Don Rogers

Personal information
- Full name: Don Rogers
- Born: 5 December 1947 (age 77)

Playing information
- Position: Wing
Club
| Years | Team | Pld | T | G | FG | P |
| 1969–72 | Western Suburbs | 50 | 38 | 0 | 0 | 114 |
| 1973–74 | Canterbury-Bankstown | 27 | 12 | 0 | 0 | 36 |
| 1975–76 | Western Suburbs | 49 | 10 | 0 | 0 | 30 |
|  | Total | 126 | 60 | 0 | 0 | 180 |
- Source: As of 4 July 2019

= Don Rogers (rugby league) =

Australian rugby league footballer

Don Rogers nicknamed "Chimpy" is an Australian former rugby league footballer who played in the 1960s and 1970s. He played for the Western Suburbs Magpies and Canterbury-Bankstown in the New South Wales Rugby League (NSWRL) competition.

==Playing career==
Rogers made his first grade debut for Western Suburbs in 1969. Between 1970 and 1972, Rogers finished as the club's top try scorer although his time at Wests was not very successful with the side finishing last in 1971.

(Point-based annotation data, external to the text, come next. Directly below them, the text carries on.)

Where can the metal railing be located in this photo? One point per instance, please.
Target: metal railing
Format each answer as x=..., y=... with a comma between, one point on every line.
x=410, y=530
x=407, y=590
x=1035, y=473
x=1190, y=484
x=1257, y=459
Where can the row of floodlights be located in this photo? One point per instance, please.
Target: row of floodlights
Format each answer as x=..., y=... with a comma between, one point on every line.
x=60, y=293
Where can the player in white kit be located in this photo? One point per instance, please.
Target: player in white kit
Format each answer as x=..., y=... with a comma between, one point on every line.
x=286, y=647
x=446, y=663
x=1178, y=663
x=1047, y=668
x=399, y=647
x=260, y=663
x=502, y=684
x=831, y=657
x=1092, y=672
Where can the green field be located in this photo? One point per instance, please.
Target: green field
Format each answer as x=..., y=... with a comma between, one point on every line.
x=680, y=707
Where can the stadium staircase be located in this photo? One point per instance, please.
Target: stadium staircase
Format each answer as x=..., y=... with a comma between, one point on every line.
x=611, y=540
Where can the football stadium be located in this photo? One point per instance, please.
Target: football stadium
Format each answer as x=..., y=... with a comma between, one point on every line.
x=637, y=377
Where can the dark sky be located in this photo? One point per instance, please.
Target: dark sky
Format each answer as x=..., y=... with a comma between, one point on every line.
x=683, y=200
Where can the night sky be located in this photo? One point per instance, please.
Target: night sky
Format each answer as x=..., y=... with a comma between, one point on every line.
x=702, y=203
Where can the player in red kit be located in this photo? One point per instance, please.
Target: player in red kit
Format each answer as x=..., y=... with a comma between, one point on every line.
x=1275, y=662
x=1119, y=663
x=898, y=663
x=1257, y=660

In 1973, Rogers joined Canterbury-Bankstown and played every game in his first season at the club including their semi final defeat against Newtown. The following year, Rogers was limited to only 4 games and did not play in Canterbury's grand final defeat against Eastern Suburbs.

In 1975, Rogers returned to Western Suburbs and played 2 seasons with the club before retiring at the end of 1976.